Les patients en fin de vie vivent des expériences oniriques de plus en plus réalistes à l’approche du décès. Axées sur des proches déjà disparus, ces visions préparent à la séparation.
L’étreinte d’un proche décédé, qui attend de l’autre côté d’un escalier inondé de lumière: les personnes qui approchent de la mort font des rêves au contenu émotionnel fort et riches de symboles de transition. C’est l’un des mécanismes par lesquels le cerveau se prépare au passage, et un moment d’acceptation pour les patients. Les rêves offrent un réconfort psychologique aux personnes qui affrontent la fin de vie: selon une étude coordonnée par Elisa Rabitti, psychologue et psychothérapeute de l’AUSL Reggio Emilia, où elle s’occupe du soutien aux patients en soins palliatifs et à leurs proches. La recherche a été publiée dans la revue scientifique Death Studies.
Se retrouver de l’autre côté du seuil
Après avoir obtenu le consentement des patients, Rabitti et ses collègues ont demandé à 239 professionnels de santé travaillant en service de soins palliatifs (médecins, infirmier·ère·s, psychologues et autres personnes en contact avec les patients) de raconter les rêves et visions vécus au réveil par les personnes qu’ils avaient assistées. Les sujets les plus courants ont été des rencontres avec des proches ou des animaux décédés autrefois, souvent dans l’attente d’accueillir les patients après le passage. Un autre élément récurrent est constitué par des symboles de passage, tels que des escaliers et des portes ouvertes et lumineuses – une tentative du cerveau de donner un sens à une transformation imminente.
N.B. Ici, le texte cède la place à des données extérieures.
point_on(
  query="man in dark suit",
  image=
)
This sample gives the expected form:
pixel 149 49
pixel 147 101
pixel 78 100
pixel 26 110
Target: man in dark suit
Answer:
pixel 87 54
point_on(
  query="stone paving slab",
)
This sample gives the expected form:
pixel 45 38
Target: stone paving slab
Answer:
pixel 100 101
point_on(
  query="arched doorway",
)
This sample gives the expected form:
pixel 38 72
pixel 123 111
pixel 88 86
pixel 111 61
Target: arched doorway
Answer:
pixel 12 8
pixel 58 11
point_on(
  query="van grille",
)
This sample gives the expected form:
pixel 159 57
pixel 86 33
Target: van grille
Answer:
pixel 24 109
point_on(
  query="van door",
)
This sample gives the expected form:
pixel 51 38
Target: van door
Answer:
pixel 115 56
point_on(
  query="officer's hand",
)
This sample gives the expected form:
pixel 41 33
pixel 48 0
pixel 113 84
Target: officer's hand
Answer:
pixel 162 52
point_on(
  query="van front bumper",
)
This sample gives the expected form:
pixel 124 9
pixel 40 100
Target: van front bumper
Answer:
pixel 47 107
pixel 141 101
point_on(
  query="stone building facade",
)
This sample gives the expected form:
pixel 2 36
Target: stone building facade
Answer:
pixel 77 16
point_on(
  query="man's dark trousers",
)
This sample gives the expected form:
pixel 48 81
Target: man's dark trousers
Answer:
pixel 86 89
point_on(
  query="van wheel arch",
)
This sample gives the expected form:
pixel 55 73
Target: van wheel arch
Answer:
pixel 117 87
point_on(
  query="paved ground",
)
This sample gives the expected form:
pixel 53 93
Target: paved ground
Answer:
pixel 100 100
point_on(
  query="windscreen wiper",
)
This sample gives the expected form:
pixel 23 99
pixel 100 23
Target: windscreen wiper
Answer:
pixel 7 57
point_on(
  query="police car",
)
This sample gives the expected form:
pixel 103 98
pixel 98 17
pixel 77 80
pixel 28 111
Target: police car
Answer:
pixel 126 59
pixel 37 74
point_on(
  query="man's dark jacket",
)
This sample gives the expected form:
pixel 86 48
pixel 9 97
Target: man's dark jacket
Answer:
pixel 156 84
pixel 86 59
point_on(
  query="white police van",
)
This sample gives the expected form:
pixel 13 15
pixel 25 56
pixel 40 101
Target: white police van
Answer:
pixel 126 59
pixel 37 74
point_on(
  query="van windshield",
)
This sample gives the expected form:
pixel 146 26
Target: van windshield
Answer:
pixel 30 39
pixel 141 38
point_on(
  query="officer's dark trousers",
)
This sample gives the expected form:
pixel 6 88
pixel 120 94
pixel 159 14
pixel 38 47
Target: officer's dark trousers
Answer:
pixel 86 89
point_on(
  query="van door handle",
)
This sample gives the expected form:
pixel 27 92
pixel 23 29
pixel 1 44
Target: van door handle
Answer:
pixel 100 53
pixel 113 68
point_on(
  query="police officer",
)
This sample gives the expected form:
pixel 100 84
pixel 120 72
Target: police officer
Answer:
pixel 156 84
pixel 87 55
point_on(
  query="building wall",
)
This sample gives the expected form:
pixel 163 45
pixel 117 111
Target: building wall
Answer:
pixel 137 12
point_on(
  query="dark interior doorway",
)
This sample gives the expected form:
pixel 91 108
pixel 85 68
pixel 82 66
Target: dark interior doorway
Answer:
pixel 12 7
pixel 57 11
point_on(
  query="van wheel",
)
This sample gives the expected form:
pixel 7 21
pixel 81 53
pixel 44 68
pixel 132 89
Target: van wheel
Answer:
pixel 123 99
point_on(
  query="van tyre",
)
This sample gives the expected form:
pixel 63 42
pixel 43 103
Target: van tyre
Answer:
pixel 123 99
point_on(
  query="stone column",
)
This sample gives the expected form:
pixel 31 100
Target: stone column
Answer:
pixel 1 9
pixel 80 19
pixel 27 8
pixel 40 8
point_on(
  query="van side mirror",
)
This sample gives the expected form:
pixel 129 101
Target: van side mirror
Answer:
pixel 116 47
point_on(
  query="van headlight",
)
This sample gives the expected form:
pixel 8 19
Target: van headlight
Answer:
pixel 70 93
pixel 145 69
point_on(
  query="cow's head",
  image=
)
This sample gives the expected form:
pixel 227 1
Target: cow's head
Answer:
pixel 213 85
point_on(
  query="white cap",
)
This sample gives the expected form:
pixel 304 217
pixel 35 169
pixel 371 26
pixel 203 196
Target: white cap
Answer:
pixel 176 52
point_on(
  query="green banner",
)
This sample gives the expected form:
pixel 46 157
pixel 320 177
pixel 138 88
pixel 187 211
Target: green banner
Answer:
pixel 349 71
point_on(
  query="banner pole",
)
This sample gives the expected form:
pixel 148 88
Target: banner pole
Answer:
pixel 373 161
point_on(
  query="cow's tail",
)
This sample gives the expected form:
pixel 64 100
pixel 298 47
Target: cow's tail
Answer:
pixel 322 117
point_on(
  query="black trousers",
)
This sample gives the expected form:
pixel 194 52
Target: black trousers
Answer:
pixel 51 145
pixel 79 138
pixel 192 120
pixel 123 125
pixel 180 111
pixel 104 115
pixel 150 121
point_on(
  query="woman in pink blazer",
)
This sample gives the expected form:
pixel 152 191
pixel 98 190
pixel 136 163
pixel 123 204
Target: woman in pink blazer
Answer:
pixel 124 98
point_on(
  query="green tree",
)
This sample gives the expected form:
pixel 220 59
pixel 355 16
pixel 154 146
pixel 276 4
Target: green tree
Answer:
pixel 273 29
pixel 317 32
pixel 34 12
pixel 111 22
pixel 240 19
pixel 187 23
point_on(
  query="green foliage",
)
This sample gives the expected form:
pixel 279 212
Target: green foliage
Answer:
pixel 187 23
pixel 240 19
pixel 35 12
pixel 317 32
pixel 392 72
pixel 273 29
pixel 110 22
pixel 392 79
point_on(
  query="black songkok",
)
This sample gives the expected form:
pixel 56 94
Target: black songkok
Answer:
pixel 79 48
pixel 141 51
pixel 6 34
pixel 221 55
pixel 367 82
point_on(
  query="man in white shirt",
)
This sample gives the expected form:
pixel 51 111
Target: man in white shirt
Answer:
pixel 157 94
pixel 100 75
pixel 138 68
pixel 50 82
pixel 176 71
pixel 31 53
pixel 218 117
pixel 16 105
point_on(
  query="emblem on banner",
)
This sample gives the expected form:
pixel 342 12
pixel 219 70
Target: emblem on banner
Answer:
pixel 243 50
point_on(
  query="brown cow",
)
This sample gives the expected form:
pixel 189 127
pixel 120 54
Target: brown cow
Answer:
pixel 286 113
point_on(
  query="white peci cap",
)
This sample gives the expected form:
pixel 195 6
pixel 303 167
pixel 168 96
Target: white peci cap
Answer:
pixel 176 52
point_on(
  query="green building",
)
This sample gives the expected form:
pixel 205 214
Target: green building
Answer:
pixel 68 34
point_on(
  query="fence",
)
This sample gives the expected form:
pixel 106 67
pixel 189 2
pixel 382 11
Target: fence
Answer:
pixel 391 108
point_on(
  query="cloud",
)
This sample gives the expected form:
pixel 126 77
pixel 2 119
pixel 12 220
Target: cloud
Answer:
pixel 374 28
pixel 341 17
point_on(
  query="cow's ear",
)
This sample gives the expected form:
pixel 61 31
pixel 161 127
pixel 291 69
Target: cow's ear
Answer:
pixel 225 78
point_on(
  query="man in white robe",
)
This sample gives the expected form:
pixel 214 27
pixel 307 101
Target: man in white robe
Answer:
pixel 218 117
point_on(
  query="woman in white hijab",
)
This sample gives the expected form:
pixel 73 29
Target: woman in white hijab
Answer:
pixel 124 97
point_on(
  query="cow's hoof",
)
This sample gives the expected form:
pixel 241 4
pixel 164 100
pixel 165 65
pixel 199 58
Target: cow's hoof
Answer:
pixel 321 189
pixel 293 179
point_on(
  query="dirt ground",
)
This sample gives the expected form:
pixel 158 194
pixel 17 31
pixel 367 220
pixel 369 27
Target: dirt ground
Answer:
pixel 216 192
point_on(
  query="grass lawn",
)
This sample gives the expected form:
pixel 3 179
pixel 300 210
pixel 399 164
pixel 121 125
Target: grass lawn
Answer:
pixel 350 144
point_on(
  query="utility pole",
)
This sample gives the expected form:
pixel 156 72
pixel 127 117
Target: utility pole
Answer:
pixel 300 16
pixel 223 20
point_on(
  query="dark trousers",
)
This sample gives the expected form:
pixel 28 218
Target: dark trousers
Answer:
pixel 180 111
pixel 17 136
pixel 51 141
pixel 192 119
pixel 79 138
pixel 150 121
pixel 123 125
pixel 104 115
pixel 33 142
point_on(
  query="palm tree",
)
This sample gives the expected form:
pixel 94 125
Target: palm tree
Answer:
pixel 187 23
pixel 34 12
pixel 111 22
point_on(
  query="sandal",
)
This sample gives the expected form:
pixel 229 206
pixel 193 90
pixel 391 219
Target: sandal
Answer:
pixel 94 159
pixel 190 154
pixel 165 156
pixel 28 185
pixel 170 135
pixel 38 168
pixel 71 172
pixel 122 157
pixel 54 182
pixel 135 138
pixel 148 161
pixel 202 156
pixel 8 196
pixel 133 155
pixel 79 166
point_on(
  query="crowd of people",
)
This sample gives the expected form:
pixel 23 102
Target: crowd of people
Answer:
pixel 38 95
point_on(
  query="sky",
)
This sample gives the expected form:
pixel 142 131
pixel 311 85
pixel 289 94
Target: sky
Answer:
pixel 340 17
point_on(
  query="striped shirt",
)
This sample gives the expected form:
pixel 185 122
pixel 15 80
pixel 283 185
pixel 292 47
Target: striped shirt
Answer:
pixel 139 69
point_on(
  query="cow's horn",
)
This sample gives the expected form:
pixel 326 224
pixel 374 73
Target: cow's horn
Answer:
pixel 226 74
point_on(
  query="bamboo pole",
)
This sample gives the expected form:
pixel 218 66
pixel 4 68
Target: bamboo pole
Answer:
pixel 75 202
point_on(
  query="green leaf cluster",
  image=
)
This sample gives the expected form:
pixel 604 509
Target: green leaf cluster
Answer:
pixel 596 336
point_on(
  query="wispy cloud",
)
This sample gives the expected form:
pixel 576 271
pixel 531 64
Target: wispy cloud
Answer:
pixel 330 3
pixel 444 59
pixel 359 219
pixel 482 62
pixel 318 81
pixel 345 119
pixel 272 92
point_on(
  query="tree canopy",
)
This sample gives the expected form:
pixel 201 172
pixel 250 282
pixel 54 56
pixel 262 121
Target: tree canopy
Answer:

Dans ce sens, et comme le relate un article du New Scientist, la recherche confirme des travaux antérieurs sur le sujet, selon lesquels rêver de personnes qui nous ont aimés et rassurés de leur vivant est courant dans les derniers jours, tout comme les rêves qui impliquent une « préparation » (faire les valises et monter dans un bus).
Sensations positives
Dans la plupart des cas rapportés par Rabitti et les autres auteurs, les patients se sont sentis réconfortés par ce type de rêves, qui ont laissé derrière eux une impression de paix. Seulement 10% des personnes assistées ont évoqué des rêves angosciants. D’après des enquêtes antérieures sur les rêves et la fin de vie, comme celles menées par le groupe de Christopher Kerr, à l’Hospice Buffalo dans l’État de New York, il avait été démontré que, dans cette phase, on tend à reconstituer, pendant le sommeil, des morceaux que la vie avait séparés; des mères qui rêvent des enfants perdus à la naissance, des anciens combattants qui résolvent dans leurs rêves des traumatismes qu’ils trainaient depuis une vie.
Selon Kerr, la fréquence de ces rêves trouve une explication scientifique dans le fait que, pour ceux qui vivent lentement les derniers jours, la mort est précédée par des nuits de plus en plus longues, où le détachement de la veille s’estompe et il devient difficile de distinguer entre rêves, visions et réalité. Un lent glissement vers la mort, selon Kerr, caractérisé par l’absence de peur et par une abondance d’amour et de sens, apportant du réconfort également pour les proches.